IT’S SOMETHING intellectual property lawyers have always been aware of — if businesses don’t use their trade marks for more than three years, they are at risk of losing them to competitors…

IT’S SOMETHING intellectual property lawyers have always been aware of — if businesses don’t use their trade marks for more than three years, they are at risk of losing them to competitors in ‘non-use’ lawsuits.

But mergers and acquisitions lawyers should also be aware that non-use applications are an increasingly popular resort for globalised businesses, according to Clayton Utz partner Kate Marshall, of the firm’s IP practice.

“Where brands are part of an acquisition of a business, you shouldn’t assume the brands assigned to the clients are actually valuable,” she said. “Registered trade marks are a good starting point, but the company needs to have been using them, or they are at risk of losing them again.”

Many businesses assume that a trademark registration entitles them to ten years of use, and they need only to renew the registration to guarantee ongoing protection. The reality is, if the mark is unused for more than three years, companies can face an action to have it removed from the register.
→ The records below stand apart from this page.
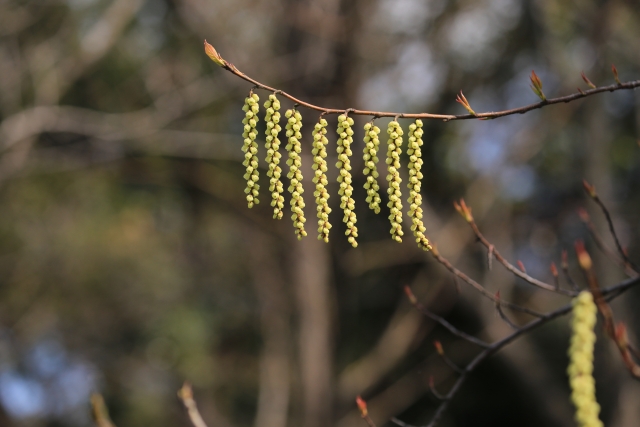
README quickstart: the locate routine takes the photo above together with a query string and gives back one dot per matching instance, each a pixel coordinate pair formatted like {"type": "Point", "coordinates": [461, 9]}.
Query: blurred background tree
{"type": "Point", "coordinates": [130, 263]}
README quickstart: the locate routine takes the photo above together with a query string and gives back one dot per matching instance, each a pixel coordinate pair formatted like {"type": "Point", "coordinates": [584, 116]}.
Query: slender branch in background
{"type": "Point", "coordinates": [465, 212]}
{"type": "Point", "coordinates": [364, 413]}
{"type": "Point", "coordinates": [433, 390]}
{"type": "Point", "coordinates": [607, 294]}
{"type": "Point", "coordinates": [477, 286]}
{"type": "Point", "coordinates": [613, 256]}
{"type": "Point", "coordinates": [99, 411]}
{"type": "Point", "coordinates": [455, 331]}
{"type": "Point", "coordinates": [564, 264]}
{"type": "Point", "coordinates": [591, 190]}
{"type": "Point", "coordinates": [215, 57]}
{"type": "Point", "coordinates": [447, 360]}
{"type": "Point", "coordinates": [186, 395]}
{"type": "Point", "coordinates": [502, 315]}
{"type": "Point", "coordinates": [554, 273]}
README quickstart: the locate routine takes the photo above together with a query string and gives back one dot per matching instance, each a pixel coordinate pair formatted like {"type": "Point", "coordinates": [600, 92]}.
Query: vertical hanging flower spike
{"type": "Point", "coordinates": [250, 148]}
{"type": "Point", "coordinates": [583, 388]}
{"type": "Point", "coordinates": [394, 149]}
{"type": "Point", "coordinates": [370, 156]}
{"type": "Point", "coordinates": [345, 138]}
{"type": "Point", "coordinates": [294, 124]}
{"type": "Point", "coordinates": [320, 178]}
{"type": "Point", "coordinates": [415, 198]}
{"type": "Point", "coordinates": [272, 105]}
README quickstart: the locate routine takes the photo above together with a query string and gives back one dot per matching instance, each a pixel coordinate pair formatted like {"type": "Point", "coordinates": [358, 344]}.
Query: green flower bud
{"type": "Point", "coordinates": [250, 148]}
{"type": "Point", "coordinates": [344, 178]}
{"type": "Point", "coordinates": [294, 124]}
{"type": "Point", "coordinates": [415, 198]}
{"type": "Point", "coordinates": [273, 156]}
{"type": "Point", "coordinates": [394, 150]}
{"type": "Point", "coordinates": [580, 368]}
{"type": "Point", "coordinates": [320, 142]}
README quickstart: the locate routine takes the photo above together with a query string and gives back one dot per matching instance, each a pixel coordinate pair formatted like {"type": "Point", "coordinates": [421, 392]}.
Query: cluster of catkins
{"type": "Point", "coordinates": [345, 139]}
{"type": "Point", "coordinates": [583, 387]}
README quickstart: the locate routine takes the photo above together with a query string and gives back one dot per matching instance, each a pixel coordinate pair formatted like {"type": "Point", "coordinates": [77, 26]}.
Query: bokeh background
{"type": "Point", "coordinates": [129, 261]}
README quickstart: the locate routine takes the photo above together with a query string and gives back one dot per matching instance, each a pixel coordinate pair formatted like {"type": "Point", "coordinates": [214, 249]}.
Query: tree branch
{"type": "Point", "coordinates": [608, 294]}
{"type": "Point", "coordinates": [445, 117]}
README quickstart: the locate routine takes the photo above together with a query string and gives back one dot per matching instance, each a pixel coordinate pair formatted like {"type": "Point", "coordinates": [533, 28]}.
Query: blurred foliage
{"type": "Point", "coordinates": [129, 262]}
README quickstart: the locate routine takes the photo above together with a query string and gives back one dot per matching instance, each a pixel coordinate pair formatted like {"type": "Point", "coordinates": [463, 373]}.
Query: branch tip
{"type": "Point", "coordinates": [536, 85]}
{"type": "Point", "coordinates": [584, 260]}
{"type": "Point", "coordinates": [587, 81]}
{"type": "Point", "coordinates": [214, 55]}
{"type": "Point", "coordinates": [614, 70]}
{"type": "Point", "coordinates": [461, 99]}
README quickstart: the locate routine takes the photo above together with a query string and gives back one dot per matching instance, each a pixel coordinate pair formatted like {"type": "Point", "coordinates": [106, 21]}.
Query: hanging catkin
{"type": "Point", "coordinates": [320, 178]}
{"type": "Point", "coordinates": [250, 148]}
{"type": "Point", "coordinates": [394, 149]}
{"type": "Point", "coordinates": [345, 138]}
{"type": "Point", "coordinates": [370, 157]}
{"type": "Point", "coordinates": [272, 144]}
{"type": "Point", "coordinates": [415, 198]}
{"type": "Point", "coordinates": [583, 386]}
{"type": "Point", "coordinates": [294, 124]}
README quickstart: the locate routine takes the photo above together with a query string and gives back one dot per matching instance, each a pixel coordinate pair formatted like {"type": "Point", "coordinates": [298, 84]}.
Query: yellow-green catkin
{"type": "Point", "coordinates": [294, 124]}
{"type": "Point", "coordinates": [394, 150]}
{"type": "Point", "coordinates": [250, 148]}
{"type": "Point", "coordinates": [320, 178]}
{"type": "Point", "coordinates": [583, 388]}
{"type": "Point", "coordinates": [415, 198]}
{"type": "Point", "coordinates": [370, 156]}
{"type": "Point", "coordinates": [345, 138]}
{"type": "Point", "coordinates": [272, 117]}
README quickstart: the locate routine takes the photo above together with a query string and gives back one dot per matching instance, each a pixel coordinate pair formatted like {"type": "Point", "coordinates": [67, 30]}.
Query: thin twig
{"type": "Point", "coordinates": [455, 331]}
{"type": "Point", "coordinates": [100, 412]}
{"type": "Point", "coordinates": [617, 332]}
{"type": "Point", "coordinates": [477, 286]}
{"type": "Point", "coordinates": [584, 216]}
{"type": "Point", "coordinates": [504, 316]}
{"type": "Point", "coordinates": [466, 214]}
{"type": "Point", "coordinates": [435, 392]}
{"type": "Point", "coordinates": [445, 358]}
{"type": "Point", "coordinates": [186, 395]}
{"type": "Point", "coordinates": [445, 117]}
{"type": "Point", "coordinates": [564, 264]}
{"type": "Point", "coordinates": [608, 294]}
{"type": "Point", "coordinates": [591, 190]}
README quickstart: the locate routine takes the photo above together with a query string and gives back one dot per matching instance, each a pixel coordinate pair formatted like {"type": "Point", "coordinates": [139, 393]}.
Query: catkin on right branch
{"type": "Point", "coordinates": [583, 387]}
{"type": "Point", "coordinates": [345, 138]}
{"type": "Point", "coordinates": [272, 144]}
{"type": "Point", "coordinates": [415, 175]}
{"type": "Point", "coordinates": [370, 157]}
{"type": "Point", "coordinates": [394, 150]}
{"type": "Point", "coordinates": [320, 178]}
{"type": "Point", "coordinates": [250, 148]}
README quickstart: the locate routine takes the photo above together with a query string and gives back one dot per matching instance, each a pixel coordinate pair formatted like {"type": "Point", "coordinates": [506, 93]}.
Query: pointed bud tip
{"type": "Point", "coordinates": [362, 406]}
{"type": "Point", "coordinates": [213, 54]}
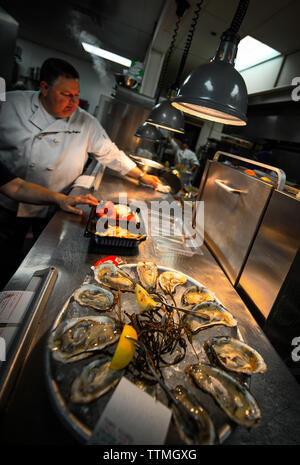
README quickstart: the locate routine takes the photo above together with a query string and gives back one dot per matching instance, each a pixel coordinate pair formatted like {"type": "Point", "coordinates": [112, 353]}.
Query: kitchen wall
{"type": "Point", "coordinates": [93, 83]}
{"type": "Point", "coordinates": [277, 72]}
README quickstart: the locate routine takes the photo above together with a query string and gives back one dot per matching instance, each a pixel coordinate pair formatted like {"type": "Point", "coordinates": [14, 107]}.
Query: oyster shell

“Not only that, but your competitor can apply to register it, meaning that any goodwill that you might have built up in the brand over the years can quickly disappear — and it’s painful to have somebody take your brand,” says Marshall.

With globalisation of business and borderless internet marketing, brands are under attack from more quarters than ever.

In the case of Nestlé, one of that company’s brands had already taken off in other parts of the world. Only Australia posed a problem, with an existing but disused trade mark for that particular brand held by another company. Marshall led Nestlé into a non-use application over the brand, and won.

“With businesses globalising, there is more interest in obtaining a particular brand,” she said. “If your brand is successful in Europe, Japan, China and the US, and a tiny company’s twenty-year old registration is in your way in Australia, it becomes worthwhile to challenge it, and problems will arise.”

Another example was the meat pie Four N Twenty, already registered (as 4n20) as a trade mark in New Zealand. Marshall represented Patties, the owner of the Four N Twenty brand, which succeeded in having the registration removed.

Lawyers who have clients with trade mark portfolios should ensure that annual IP audits form an integral part of the client’s overall risk management and compliance strategy, said Marshall.

“People in core parts of the business need to sit down with their marketing and legal teams once a year and ask: Which brands are we using? Are there brands we are using and haven’t protected? And most importantly, will we be concerned if our competitor starts using these brands?”